Center for Computational Visualization, Institute for Computational Engineering and Sciences, The University of Texas at Austin, Austin, TX 78712-0027, USA.
IEEE/ACM Trans Comput Biol Bioinform. 2010 Jul-Sep;7(3):495-510. doi: 10.1109/TCBB.2008.94.

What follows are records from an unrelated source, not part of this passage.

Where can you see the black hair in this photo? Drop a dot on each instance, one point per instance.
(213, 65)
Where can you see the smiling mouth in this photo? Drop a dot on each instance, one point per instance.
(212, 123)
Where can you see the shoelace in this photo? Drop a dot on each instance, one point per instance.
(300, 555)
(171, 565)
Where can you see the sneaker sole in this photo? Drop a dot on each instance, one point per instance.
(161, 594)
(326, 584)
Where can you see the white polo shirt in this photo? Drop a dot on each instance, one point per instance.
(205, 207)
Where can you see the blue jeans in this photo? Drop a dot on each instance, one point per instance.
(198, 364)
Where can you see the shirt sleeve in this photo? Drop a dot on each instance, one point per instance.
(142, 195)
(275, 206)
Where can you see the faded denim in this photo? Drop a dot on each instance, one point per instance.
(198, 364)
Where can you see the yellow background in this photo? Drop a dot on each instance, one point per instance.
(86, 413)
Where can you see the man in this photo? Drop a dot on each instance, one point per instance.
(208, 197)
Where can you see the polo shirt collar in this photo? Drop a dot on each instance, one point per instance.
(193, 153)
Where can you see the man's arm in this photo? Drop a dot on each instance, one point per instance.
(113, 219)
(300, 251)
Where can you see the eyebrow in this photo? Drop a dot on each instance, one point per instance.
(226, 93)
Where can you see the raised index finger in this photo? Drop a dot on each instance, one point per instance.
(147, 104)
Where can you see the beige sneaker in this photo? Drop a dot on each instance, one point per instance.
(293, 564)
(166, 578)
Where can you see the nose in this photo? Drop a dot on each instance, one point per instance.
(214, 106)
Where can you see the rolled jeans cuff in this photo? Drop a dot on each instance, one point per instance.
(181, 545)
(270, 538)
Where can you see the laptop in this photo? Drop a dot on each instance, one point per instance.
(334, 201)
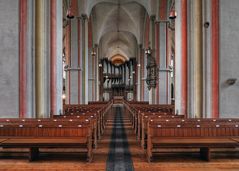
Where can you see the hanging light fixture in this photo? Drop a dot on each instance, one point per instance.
(172, 13)
(148, 51)
(70, 13)
(93, 53)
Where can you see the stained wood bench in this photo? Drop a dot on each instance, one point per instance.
(35, 143)
(35, 136)
(204, 136)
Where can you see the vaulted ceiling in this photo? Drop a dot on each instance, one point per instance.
(118, 27)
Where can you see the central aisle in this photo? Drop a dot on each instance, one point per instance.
(119, 157)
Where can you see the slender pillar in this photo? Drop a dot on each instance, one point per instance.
(138, 72)
(152, 91)
(215, 57)
(74, 72)
(85, 54)
(40, 59)
(56, 57)
(181, 57)
(23, 58)
(161, 45)
(198, 57)
(97, 72)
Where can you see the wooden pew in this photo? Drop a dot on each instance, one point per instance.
(47, 135)
(204, 136)
(58, 120)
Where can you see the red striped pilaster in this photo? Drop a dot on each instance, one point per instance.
(215, 57)
(90, 46)
(157, 56)
(79, 61)
(146, 45)
(163, 10)
(69, 61)
(167, 63)
(184, 55)
(53, 58)
(23, 58)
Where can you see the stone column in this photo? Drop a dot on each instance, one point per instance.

We present efficient cache-oblivious algorithms for some well-studied string problems in bioinformatics including the longest common subsequence, global pairwise sequence alignment and three-way sequence alignment (or median), both with affine gap costs, and RNA secondary structure prediction with simple pseudoknots. For each of these problems, we present cache-oblivious algorithms that match the best-known time complexity, match or improve the best-known space complexity, and improve significantly over the cache-efficiency of earlier algorithms. We present experimental results which show that our cache-oblivious algorithms run faster than software and implementations based on previous best algorithms for these problems.
我们提出了一些高效的、针对生物信息学中一些研究成熟的字符串问题的、基于缓存的算法,包括最长公共子序列、全局两两序列比对和三序列比对(或中位数),都带有仿射间隙代价,以及具有简单假结的 RNA 二级结构预测。对于这些问题中的每一个,我们都提出了基于缓存的算法,其时间复杂度与已知的最优复杂度相匹配,或者在空间复杂度上相匹配或有所改进,并且显著优于之前算法的缓存效率。我们给出了实验结果,这些结果表明我们的基于缓存的算法比针对这些问题的先前最佳算法的软件和实现运行得更快。